Recently, the U.S. Securities and Exchange Commission (SEC) announced an enforcement action against international investment bank Barclays Capital.
The SEC found that two of Barclay’s advisory programs charged some 2,000 clients fees for various tasks — including due diligence and monitoring of third-party investment managers — that they did not perform. The net result was that Barclays overbilled clients by some $50 million.
Barclays was also found to have collected excess mutual fund sales fees from 63 brokerage clients by recommending more expensive mutual fund share classes, the SEC said, when less expensive options were available. Additionally, the SEC found over 22,000 accounts where Barclays paid excess fees due to billing errors and miscalculations by the investment firm.
In its ruling, the SEC found Barclays in violation of sections of both the Investment Advisers Act of 1940 and the Securities Act of 1933. In a settlement, Barclays agreed to settle and pay over $97 million.

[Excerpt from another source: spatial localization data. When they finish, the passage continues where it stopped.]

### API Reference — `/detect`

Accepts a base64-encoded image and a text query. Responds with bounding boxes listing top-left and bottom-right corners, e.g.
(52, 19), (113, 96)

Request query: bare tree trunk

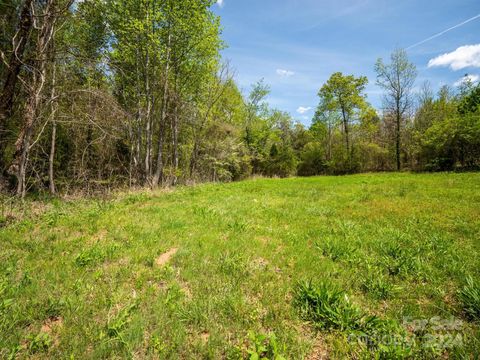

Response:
(144, 45), (152, 180)
(172, 100), (179, 185)
(11, 78), (42, 197)
(9, 0), (56, 197)
(0, 0), (33, 124)
(190, 140), (198, 178)
(340, 106), (350, 157)
(130, 43), (141, 185)
(48, 60), (57, 194)
(0, 0), (33, 180)
(395, 103), (401, 171)
(152, 31), (171, 187)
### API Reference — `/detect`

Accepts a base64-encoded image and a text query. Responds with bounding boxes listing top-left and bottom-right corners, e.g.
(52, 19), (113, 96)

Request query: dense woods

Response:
(1, 1), (480, 197)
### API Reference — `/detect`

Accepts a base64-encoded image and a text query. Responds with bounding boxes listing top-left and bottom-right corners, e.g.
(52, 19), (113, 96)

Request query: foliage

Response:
(246, 331), (286, 360)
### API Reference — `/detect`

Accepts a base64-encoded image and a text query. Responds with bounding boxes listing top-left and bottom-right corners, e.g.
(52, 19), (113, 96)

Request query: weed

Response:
(294, 281), (414, 357)
(316, 238), (357, 262)
(27, 332), (52, 354)
(458, 276), (480, 321)
(293, 281), (363, 331)
(227, 219), (248, 233)
(219, 252), (249, 277)
(246, 331), (286, 360)
(379, 242), (424, 278)
(148, 335), (167, 355)
(105, 302), (138, 339)
(360, 272), (397, 300)
(75, 246), (106, 267)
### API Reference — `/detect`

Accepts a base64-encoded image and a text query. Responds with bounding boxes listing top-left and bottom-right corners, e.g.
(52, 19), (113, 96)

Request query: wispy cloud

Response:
(276, 69), (295, 77)
(407, 14), (480, 50)
(217, 0), (224, 8)
(454, 74), (479, 87)
(296, 106), (312, 114)
(428, 44), (480, 71)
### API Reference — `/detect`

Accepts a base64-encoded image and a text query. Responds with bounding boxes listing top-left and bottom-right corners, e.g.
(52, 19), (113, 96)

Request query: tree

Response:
(244, 79), (270, 173)
(0, 0), (34, 182)
(316, 72), (368, 172)
(375, 48), (417, 170)
(8, 0), (73, 197)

“Barclays failed to ensure that clients were receiving the services they were paying for,” said C. Dabney O’Riordan, co-chief of the SEC Enforcement Division’s Asset Management Unit. “Each set of clients who were harmed are being refunded through the settlement.”
The settlement included creating a Fair Fund worth over $49.78 million to refund advisory fees in addition to over $13.75 million in interest and payment of a $30 million penalty.
The investment bank will also pay $3.5 million to advisory clients who invested in unmonitored, underperforming investment strategies and third-party investment managers, as well as to the brokerage clients who were directed toward more expensive share classes.